For the Butterscotch Apples:
½ tablespoon Tideford white miso
70g light brown sugar
1 teaspoon vanilla extract
120ml single soya cream (I used Alpro Soya)
70g vegan spread (I used Flora Freedom)
2 tablespoons mirin
For the Almond Crumble:
50g ground almonds
20g light brown sugar
40g vegan spread
20g toasted, flaked almonds (optional)
1 Preheat the oven to 180˚C/Gas 4. In a flameproof dish*, combine the white miso, light brown sugar, vanilla extract, soya cream, vegan spread and mirin. Stir over a medium heat until the sugar has dissolved, approx 3-4 mins.

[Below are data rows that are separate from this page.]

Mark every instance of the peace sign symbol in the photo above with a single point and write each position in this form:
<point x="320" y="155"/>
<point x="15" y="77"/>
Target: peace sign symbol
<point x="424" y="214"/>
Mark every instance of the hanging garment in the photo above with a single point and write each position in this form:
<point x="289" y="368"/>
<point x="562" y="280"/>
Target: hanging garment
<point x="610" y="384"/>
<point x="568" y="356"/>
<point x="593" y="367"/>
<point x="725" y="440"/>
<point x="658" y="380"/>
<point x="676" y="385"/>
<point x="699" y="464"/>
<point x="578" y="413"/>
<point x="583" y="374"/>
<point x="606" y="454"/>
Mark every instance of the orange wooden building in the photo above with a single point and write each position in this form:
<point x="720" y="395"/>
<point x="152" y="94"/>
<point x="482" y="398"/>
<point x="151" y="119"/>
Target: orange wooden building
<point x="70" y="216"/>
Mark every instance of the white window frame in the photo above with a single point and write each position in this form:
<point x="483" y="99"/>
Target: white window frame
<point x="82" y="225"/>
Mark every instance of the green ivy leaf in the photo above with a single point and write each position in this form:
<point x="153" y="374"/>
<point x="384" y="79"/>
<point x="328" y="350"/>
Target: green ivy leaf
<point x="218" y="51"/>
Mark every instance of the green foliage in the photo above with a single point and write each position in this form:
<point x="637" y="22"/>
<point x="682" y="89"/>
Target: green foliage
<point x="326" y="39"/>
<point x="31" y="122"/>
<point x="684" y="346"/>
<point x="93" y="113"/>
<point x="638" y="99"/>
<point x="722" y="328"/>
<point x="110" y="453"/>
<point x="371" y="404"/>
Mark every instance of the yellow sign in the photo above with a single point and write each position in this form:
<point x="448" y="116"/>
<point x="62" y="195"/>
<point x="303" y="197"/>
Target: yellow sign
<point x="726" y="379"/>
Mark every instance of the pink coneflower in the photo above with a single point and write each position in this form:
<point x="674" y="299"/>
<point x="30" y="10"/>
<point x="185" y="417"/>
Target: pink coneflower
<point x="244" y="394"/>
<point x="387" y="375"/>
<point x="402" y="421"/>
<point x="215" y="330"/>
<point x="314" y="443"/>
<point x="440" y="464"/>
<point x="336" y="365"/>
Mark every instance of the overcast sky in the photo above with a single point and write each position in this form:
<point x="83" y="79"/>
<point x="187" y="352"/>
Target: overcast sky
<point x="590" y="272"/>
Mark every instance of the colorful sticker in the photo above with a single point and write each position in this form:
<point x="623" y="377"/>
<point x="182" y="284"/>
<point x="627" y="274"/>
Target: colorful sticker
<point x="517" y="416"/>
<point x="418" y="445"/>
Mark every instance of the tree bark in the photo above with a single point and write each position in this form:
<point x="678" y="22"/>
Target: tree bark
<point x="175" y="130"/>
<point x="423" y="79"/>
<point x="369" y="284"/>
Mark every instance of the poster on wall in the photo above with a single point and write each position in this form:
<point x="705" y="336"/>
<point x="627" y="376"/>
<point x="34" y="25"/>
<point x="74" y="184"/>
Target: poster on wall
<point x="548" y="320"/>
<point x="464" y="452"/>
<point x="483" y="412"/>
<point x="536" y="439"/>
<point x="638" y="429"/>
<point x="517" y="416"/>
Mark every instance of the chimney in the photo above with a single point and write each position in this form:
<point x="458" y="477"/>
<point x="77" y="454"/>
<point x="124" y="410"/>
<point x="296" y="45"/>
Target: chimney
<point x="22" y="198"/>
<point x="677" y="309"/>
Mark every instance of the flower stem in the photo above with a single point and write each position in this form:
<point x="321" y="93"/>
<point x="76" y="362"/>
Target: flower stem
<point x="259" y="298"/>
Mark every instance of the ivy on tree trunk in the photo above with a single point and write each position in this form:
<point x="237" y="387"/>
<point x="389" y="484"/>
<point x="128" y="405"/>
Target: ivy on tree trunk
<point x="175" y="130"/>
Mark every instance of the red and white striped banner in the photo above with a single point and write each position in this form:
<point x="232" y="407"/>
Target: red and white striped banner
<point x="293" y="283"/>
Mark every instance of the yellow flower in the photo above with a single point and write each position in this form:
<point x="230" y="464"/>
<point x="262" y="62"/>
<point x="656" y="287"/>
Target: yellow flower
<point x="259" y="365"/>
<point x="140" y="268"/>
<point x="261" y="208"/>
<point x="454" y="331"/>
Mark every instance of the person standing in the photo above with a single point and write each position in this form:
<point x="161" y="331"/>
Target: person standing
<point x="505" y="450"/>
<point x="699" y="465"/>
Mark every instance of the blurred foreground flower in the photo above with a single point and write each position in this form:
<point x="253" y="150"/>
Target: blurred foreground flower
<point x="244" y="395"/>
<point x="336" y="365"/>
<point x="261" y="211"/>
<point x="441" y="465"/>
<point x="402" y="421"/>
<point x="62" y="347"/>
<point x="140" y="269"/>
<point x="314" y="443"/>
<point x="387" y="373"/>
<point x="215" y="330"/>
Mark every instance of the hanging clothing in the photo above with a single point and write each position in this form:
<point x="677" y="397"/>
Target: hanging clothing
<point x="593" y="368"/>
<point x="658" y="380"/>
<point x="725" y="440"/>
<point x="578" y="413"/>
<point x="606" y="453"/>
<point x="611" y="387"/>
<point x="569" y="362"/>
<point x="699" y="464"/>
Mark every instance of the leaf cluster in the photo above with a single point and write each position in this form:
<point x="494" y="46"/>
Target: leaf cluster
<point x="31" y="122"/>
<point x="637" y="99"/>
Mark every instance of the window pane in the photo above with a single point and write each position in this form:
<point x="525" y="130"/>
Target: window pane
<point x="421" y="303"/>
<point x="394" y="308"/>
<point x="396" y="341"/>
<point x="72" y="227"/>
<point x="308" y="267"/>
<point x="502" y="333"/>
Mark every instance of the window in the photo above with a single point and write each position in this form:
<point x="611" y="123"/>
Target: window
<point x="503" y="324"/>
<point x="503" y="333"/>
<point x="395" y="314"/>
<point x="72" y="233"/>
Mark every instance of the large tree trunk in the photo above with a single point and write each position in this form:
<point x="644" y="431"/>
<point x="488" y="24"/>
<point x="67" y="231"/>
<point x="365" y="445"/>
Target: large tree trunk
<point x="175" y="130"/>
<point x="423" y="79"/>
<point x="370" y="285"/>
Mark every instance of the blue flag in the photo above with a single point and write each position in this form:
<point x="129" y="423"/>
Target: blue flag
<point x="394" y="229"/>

2 Remove the core from the apples. If you don’t have a corer, use a knife or narrow peeler. Cut each apple in half.
3 Put the apple halves into the butterscotch sauce, cut side down. Cover it with tinfoil. Transfer the pan to the oven for approx 20-25 mins, or until the apples are easily pierced with a knife.

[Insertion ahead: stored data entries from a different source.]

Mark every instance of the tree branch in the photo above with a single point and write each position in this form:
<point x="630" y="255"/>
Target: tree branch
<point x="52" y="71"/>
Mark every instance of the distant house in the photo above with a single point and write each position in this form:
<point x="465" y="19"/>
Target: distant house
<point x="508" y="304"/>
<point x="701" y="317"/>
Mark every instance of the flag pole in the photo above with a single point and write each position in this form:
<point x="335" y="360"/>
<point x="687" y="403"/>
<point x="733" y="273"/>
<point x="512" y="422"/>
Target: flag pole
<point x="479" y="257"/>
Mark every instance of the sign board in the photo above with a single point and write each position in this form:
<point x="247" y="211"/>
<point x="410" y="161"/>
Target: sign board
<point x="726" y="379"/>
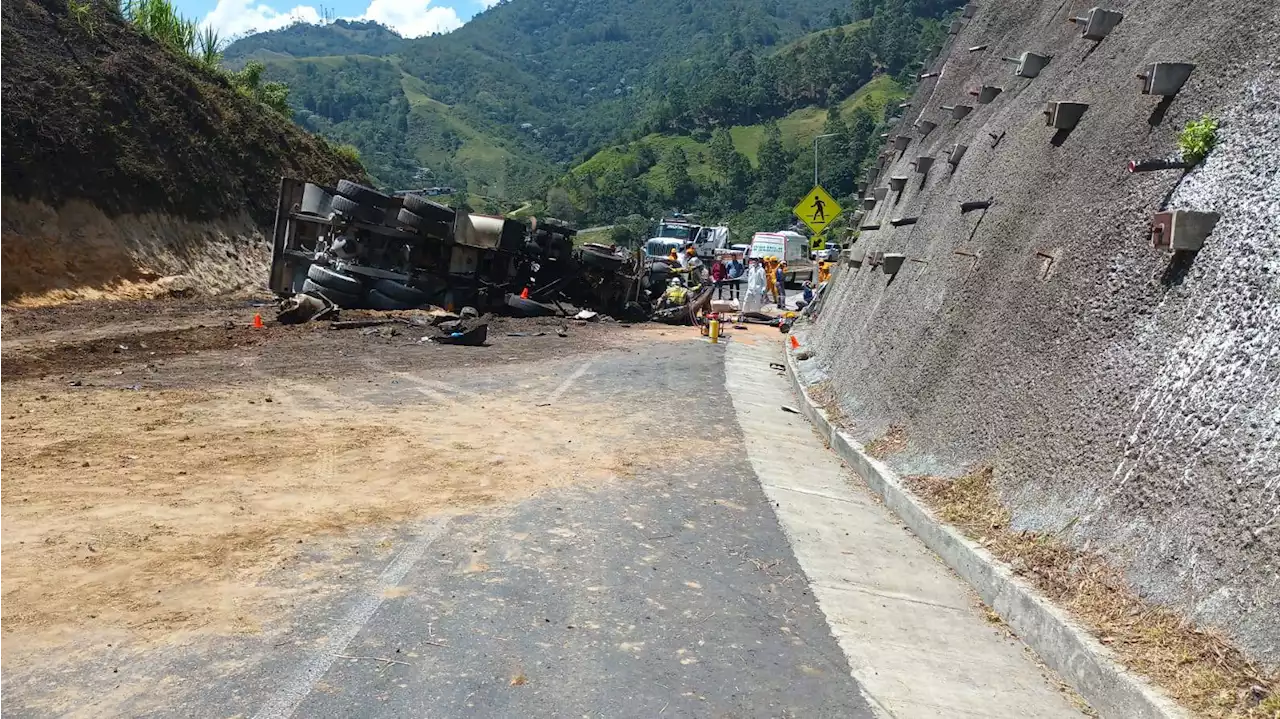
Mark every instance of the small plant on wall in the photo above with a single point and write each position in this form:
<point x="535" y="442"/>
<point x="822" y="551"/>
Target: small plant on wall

4 Meanwhile, line a baking tray with greaseproof paper. Combine the almond crumble ingredients in a bowl. Using your fingertips, rub in the vegan spread until combined and crumbly.**
5 Spread the almond crumble onto the greaseproof. Bake for 10-12 mins, until golden brown.
6 When cooked, set the crumble aside and allow it to cool slightly. When cool, break up any large chunks.
7 Divide the apples between four plates. Drizzle over the butterscotch sauce and crumble. Top with flaked almonds and ice cream if desired.
*If you don’t have a flameproof dish that’s also suitable for the oven. Prepare the sauce in a saucepan before transferring it to an ovenproof dish.
**It’s best to use vegan spread which is fridge cold. Initially the mixture wont resemble fine breadcrumbs but don’t worry, you can crumble it up when it’s baked.